December 29, 2017 10:15 PM
From tornadoes to bitter cold, there were many significant weather events in Minnesota and Wisconsin during the course of 2017. Here are the top five local weather stories in 2017:
In June, Coon Rapids residents and public works employees worked tirelessly to shovel and plow hail that fell during a severe storm. The severe thunderstorms blew through St. Cloud to the metro area and western Wisconsin, producing hail, rains, strong winds and lightning. The Minnesota State Patrol reported two people were hurt when wind gusts flipped a pickup truck and camper in Meeker County. The storms caused power outages for more than 132,000 people.
One person died and 27 people were hurt when a tornado blasted through Barron County, Wisconsin, in May. The tornado tore through the Prairie Lakes Estates mobile home park in Chetek, Wisconsin, causing significant damage. The National Weather Service reported damaging hail and flying debris were results of the significant weather event.
In July, the National Weather Service confirmed an EF-1 touched down in the Columbus and Forest Lake area for roughly eight minutes. That was enough time to collapse a garage and damage buildings that were in its roughly nine mile-path.
On March 6, the National Weather Service confirmed tornadoes that touched down near Zimmerman and Clarks Grove, setting a record for the earliest date in Minnesota history that a tornado was ever recorded. The previous record was set on March 18, 1968.
Minnesotans know winters in the state can be brutal and on Dec. 26, residents were treated to winter weather colder than the actual Arctic. The high for the day was -2 degrees, with temperatures dropping to roughly -12 degrees that night.
Meanwhile, 2017 was a year of significant national and international weather events. Here are those top five weather stories:
In September, Hurricane Irma—which reached a Category 5 storm classification at its strongest point—battered the Turks and Caicos Islands and threatened the Dominican Republic and Haiti. The fearsome storm continued a rampage through the Caribbean and killed 134 people total. The storm set several records.

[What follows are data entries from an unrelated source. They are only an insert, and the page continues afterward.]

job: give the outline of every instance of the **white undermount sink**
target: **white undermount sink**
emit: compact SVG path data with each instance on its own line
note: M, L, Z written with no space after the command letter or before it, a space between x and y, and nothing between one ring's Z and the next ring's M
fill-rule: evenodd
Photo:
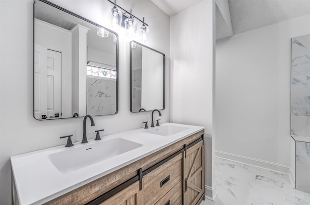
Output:
M188 127L184 126L167 125L154 128L149 130L145 131L145 132L163 136L170 136L188 128Z
M47 156L62 173L66 173L142 146L123 138L115 138Z

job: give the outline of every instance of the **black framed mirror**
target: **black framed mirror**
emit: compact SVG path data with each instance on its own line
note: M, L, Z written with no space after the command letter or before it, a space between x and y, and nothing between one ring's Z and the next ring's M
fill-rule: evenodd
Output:
M132 41L130 45L130 111L165 109L165 54Z
M33 116L118 112L118 36L46 0L33 5Z

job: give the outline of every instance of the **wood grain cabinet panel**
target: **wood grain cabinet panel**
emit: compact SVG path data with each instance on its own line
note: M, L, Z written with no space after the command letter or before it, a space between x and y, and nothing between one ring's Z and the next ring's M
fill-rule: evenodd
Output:
M182 183L179 181L155 205L181 205L182 204Z
M185 155L185 154L184 154ZM187 150L184 157L184 204L196 205L204 194L204 149L201 141ZM185 156L184 156L185 157Z
M166 162L143 178L143 205L154 205L182 179L182 154ZM182 188L181 188L182 191Z
M139 189L139 182L137 181L100 204L100 205L142 205L143 199Z

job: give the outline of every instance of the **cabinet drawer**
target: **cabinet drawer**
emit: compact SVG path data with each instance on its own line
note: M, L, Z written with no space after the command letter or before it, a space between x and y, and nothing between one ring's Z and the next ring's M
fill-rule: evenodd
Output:
M181 153L143 177L143 205L154 204L182 181L182 160Z
M182 182L179 181L155 205L178 205L182 204Z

The total solar eclipse that occurred in August cut a 70-mile-wide path of totality across the country, when the moon moved between Earth and the sun, blocking it for as much as 2 1/2 minutes. It was the first coast-to-coast full eclipse since 1918. Minnesotans gathered to experience the eclipse during several events.
Wildfire smoke from Canada and the Pacific Northwest affected air quality in Minnesota on a couple of days in September. The area affected by the smoke included Alexandria, Brainerd, Marshall, Ortonville, St. Cloud, and Worthington. The tribal nations of Mille Lacs and Upper Sioux were also affected.
Hurricane Harvey spun through Texas in August, dumping 27 trillion gallons of rain on Texas and Louisiana — enough to cover all of Manhattan a mile (1.6 kilometers) deep. It set a record for rainfall from a tropical system in the continental U.S., dropping 51.88 inches (1.3 meters) just outside Houston. That's only an eighth of an inch (3.2 millimeters) behind the U.S. record set in Hawaii in 1950. The hurricane killed 77 people total. Minnesotans were interested in ways to help aid efforts and about the animals that were rescued from the affected areas.
In September, tens of thousands of Puerto Ricans stunned by a hurricane that crushed concrete balconies, twisted metal gates and paralyzed the island with landslides, flooding and downed trees worked to slowly rebuild amid an economic crisis. The Category 4 storm was the strongest hurricane to hit Puerto Rico in over 80 years and killed 66 people.